I guess the question is if they felt like they could continue with their current staffing. Obviously this is a really big funding round, so they clearly decided to aim for more than the status quo, but I've seen plenty of projects where it was many dev's side project, or it was a small number of full-time dev's work, but they were getting burned out and overworked trying to provide the service.

It just always feels too easy to assume that it was sustainable to run/maintain some minimally priced service. Perhaps they realized they needed more developers to have a healthy relationship with their job, and instead of raising the price to $30/year or more to match the new costs, they decided to shoot for the moon.

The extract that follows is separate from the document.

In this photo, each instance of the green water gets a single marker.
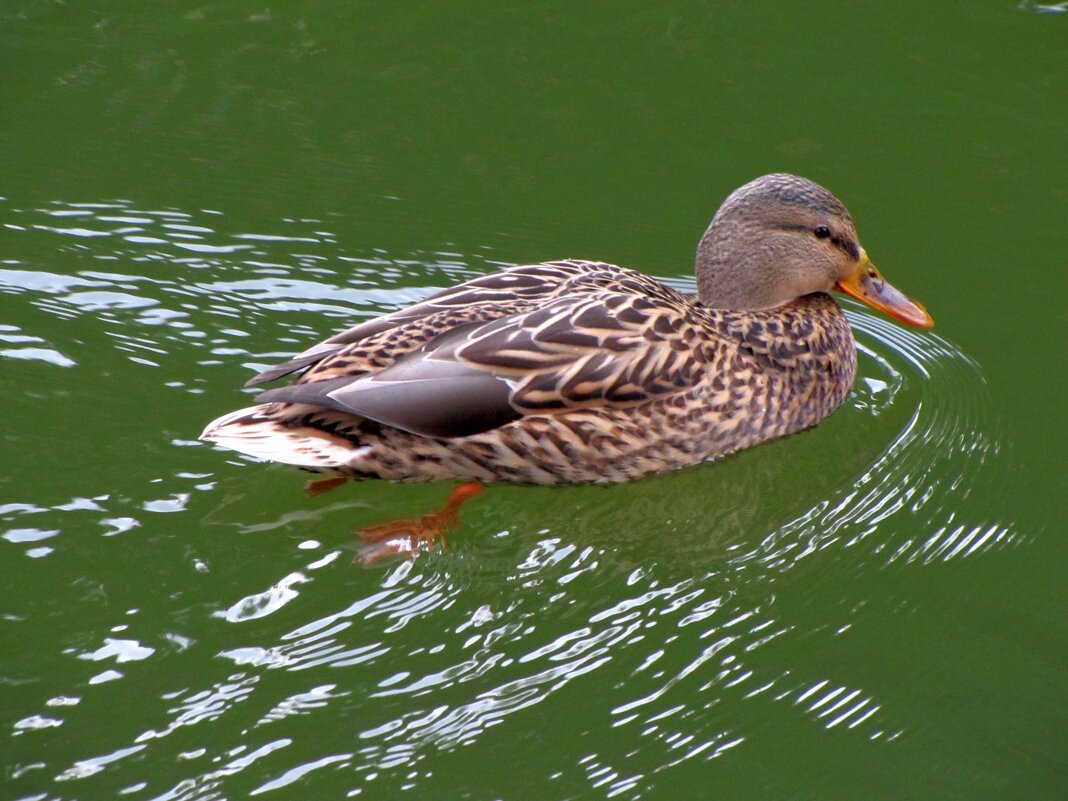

I'm certainly not trying to say that it's obvious that they're making the right call by taking this investment, or that this won't all fall apart. It's just also important to not assume that the status quo for them was something they could keep going on for the next 3 years.

> Why would a password manager need so much money?

A cynical take on this would be the business is at a large enough volume and growing fast enough to be valued at a certain price (eg 400M), VCs want to own a certain percentage (eg 20%), so the math dictates the round needs to be 100M (100 / (400 + 100) = 20%). Then the founders put together some story that explains why they'd need 100M.

Not saying that's what happened here but I've seen it happen this way.

With smartphones leading the push towards digital everything, passwords (auth / authz) have become the most important asset, even for consumers.

Edit: An interesting conversation between Basecamp's DHH and 1Password's Teare on their series-a as an opportunity to de-risk the venture: https://archive.is/Kdnpz

Which has also become a single point of failure, and a target for social engineering since "lost device" or "stolen device" etc becomes to new defacto backdoor
The interface could use a lot of work: ie search for cards and logins should not be separate. It also visually doesn’t look great.